ONLINE: Understanding North Korea
media release: Continue the Badger tradition of lifelong learning, sifting, and winnowing by joining us for an enriching program with UW historian David Fields MA’09, PhD’17, associate director of the Center for East Asian Studies at UW–Madison. Fields, an expert in U.S.-Korean relations, will guide attendees through a historical exploration of the fundamental pillars of North Korean society in order to better understand news of the country today. Fields’s talk will be followed by a moderated Q & A session.
For more than 20 years, North Korea has defied predictions of its imminent collapse. Despite being an island of poverty in an otherwise developed corner of the globe, North Korea has remained surprisingly stable, successfully navigating two dynastic successions since 1994. Not only has the Kim regime persisted, but it has become ever more menacing through the development of indigenous nuclear weapons and ballistic missile programs. This lecture will examine how the North Korean regime uses ideology and underdevelopment to maintain itself in power and what implications North Korean stability has for U.S. policy toward the Korean Peninsula.

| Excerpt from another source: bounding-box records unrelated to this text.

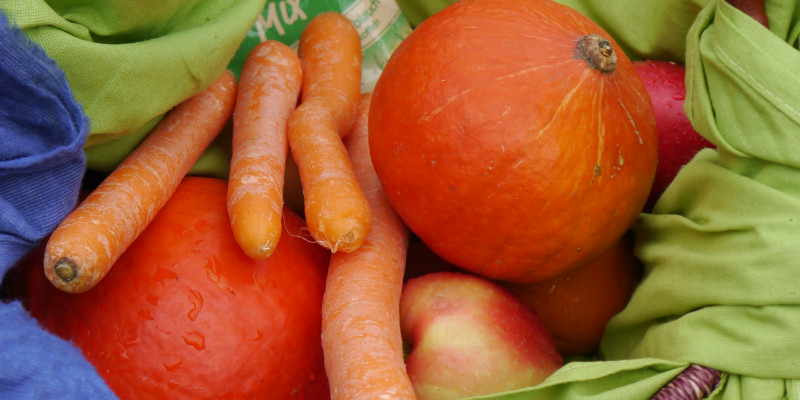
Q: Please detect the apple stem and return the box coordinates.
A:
[575,33,617,73]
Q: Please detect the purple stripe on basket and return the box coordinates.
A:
[652,364,722,400]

This is a free, virtual event. Please register for a link to access the live event, which will air on the Wisconsin Alumni Association YouTube channel. Questions? Please contact Lizzie Jorgensen at lizzie.jorgensen@supportuw.org or 608-572-2645.
About the speaker:
David Fields is a leading expert in U.S.-Korean relations, U.S.-East Asian relations, and American foreign policy. He is the author of Foreign Friends: Syngman Rhee, American Exceptionalism, and the Division of Korea and the editor of The Diary of Syngman Rhee, 1904–34, 1944, published by the National Museum of Korean Contemporary History. Since 2015, he has been the book review editor of the Journal of American-East Asian Relations. He has been published in the Washington Post, the North Korea Review, the Journal of American-East Asian Relations, SinoNK.com, Transactions of the Royal Asiatic Society-Korea Branch, and the Working Papers Series of the Cold War International History Project. His research and analysis have been featured on National Public Radio, Wisconsin Public Radio, C-SPAN, and CNN.